ELSEWHERE… The Pew Research Center's demographers received publicity from NBC's In-Depth for its predictions that the United States' population will reach 438m by 2050: 19% will be foreign-born and 47% will be white. "The researchers say the rest of the country will begin to look like California," George Lewis suggested…on CBS, John Blackstone continued his Journey to the Bottom of the Earth with a trip to the science station at the South Pole and a visit to a marine biology lab filled with unusual critters adapted to extreme cold. A shellfish, for instance, is inside out, with squishy flesh on its outside and a crunchy shell at its core.


MENTIONED IN PASSING The network newscasts do not assign correspondents to all of the news of the day.

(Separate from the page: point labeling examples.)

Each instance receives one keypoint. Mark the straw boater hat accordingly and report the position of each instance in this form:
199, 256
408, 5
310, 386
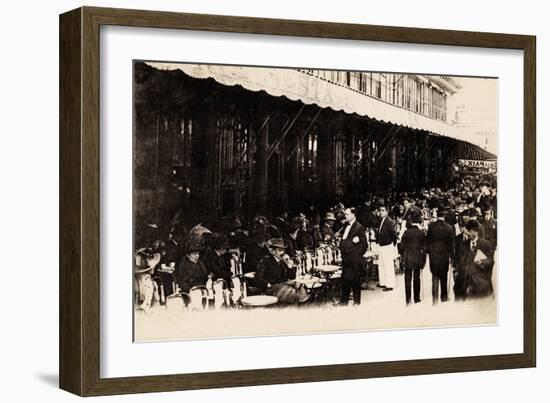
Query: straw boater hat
330, 216
276, 243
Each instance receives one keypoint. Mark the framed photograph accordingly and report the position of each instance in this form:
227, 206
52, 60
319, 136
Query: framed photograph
249, 201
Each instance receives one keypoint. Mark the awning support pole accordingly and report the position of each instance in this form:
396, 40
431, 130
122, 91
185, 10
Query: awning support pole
304, 135
276, 144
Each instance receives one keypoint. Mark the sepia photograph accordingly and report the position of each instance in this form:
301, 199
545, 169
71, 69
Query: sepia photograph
283, 201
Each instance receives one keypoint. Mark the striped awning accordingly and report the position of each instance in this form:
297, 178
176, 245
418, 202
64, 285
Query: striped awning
296, 85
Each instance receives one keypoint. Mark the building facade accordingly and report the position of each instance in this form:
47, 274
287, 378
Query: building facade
212, 142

If Tyndall Report readers come across videostreamed reports online of stories that were mentioned only in passing, post the link in comments for us to check out.

Today's examples: ExxonMobil and the government of Venezuela are in a dispute over the nationalization of oil resources…a Russian bomber buzzed the USNavy's aircraft carrier Nimitz in Pacific waters…President George Bush denounced white supremacist displays of lynchmob nooses…Australia formally apologized to its Aborigine population for its history of discrimination and neglect…movie director Steven Spielberg has severed his artistic connection with the Beijing Olympic Games in a Darfur-inspired protest against the support of Sudan by the People's Republic of China…a beagle is favored to win Best In Show from the Westminster Kennel Club.